Being straightforward hasn’t exactly been Dodos
‘ strong suit lately. Not only did the California duo claim their fourth effort was going to be “unlistenable”, reveal Neko Case was going to be on the record, and then release two tracks without her on them – but the name of the LP itself, No Color
, demanded intrigue. After finally hearing the album, though, these inquiries were soundly resolved. Bottom line? No Color
may be lacking a few things – notably, a vibraphonist and a suave producer – but color is certainly not one of them, as this album is a great triumph in rich sound, controlled chaos and indelible melodies.
On this fourth outing, we find the Dodos simply a duo again – and Meric Long’s intricate strumming and serenading vocals swirling together with Logan Kroeber’s frenetic drumming are all back in top form. Working once more with Visiter producer John Askew, No Color could easily have been a return home of sorts, an homage to the raw chaos of “Red and Purple” and “Fools” that won us over just three years ago. Instead, it’s a record of progress. The polish of Time to Die has yet to completely wear off, but its remnants pair nicely with the fiery reawakened sense of urgency that characterize No Color‘s nine tracks and 40 minutes.
The album hits the ground running, with a five track onslaught of relentless energy. Starter track “Black Night” begins with a galloping drum rhythm that quickly swells into a lush combination of rapid guitar strumming and finger-picked chords. The addition of a clean, crisp vocal track completes the mix, and as Long sings “Control yourself/I don’t want it to, I don’t need it to contain itself,” we see a newfound self-awareness, acknowledging boundaries and their inherent dilemmas. This tension between control and freedom results in an interesting balance that remains constant throughout, and Long and Kroeber succeed in striking the perfect levels of enthusiasm and spontaneity without being reckless.
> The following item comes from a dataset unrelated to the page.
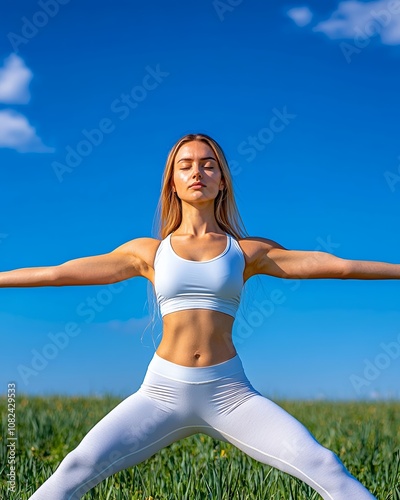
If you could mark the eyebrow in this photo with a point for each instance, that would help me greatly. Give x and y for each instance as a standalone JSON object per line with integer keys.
{"x": 201, "y": 159}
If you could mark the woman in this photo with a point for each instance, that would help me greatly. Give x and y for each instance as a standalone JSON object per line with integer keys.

This trend continues into “Going Under”, which integrates sudden tempo and rhythm changes, characteristic of the Dodos, that turn at ease when the chorus comes around. Neko Case’s background vocals make their first appearance here, subtle and unassuming, seamlessly accompanying Long’s near-whisper. Although present on five of the nine tracks, Case is nowhere near a focus for No Color, as most of her accompaniments can easily go unnoticed. Although a let-down for Case fans and those hoping for this album to be a collaboration, the nonchalance of her presence reaffirms that No Color is, first and foremost, a Dodos album. The addition of a third person on Time to Die undercut the ferocity of the duo, and Long and Kroeber smartly avoided that happening again. That being said, her role in “Don’t Try and Hide It” fills a gap and ends up saving an otherwise uneventful track, and, on the whole, is a nice touch.
A definite No Color highlight, “Sleep” comes midway through the album, and is anything but a lullaby with its clattering percussion, keys, and throbbing strings. Soothing ‘ahhhs’ are interrupted by the resurgence of Long’s contemplation and syncopated beats, nearly chanting, “I cannot sleep, I cannot think, I cannot dream.” “Sleep” functions as a microcosm of the album: combinations of seemingly disparate elements to a cohesive whole, attesting to Dodos’ impressive abilities as musicians.
Following the five track full-on assault of aggressive percussion and frantic guitar playing, tracks such as “Hunting Season” and “Companions” offer a chance to catch your breath. The break in tempo and more mellow instrumentation is compensated for by Long’s vocal performance, notably the rhythmic phrasing through the verses and a delicate quiver in his voice in the chorus of “Hunting Season”. The guitar work on “Companions” is as compelling as it is intricate, and a perfect companion for the reverb-heavy vocal accompaniment – and saves these two tracks from being filler material. Although the slower songs fail to demand attention, in their subtlety lies their success and necessity; an entire album like the first half would be utterly exhausting.
No Colors showcases a band who knows exactly who they are and feels completely comfortable in their sound, constantly pushing the boundaries of what is possible for a two-piece. “Don’t Stop” concludes the album, its gradual acceleration acting as a cumulation of everything Long and Kroeber have put together throughout the album. Layered vocal harmonies atop tribal percussion, sweet quick acoustic guitar melodies, gritty electric guitar appearances – it is all there and it’s never sounded better, resulting in the perfect, triumphant close to a record that is anything but monochromatic.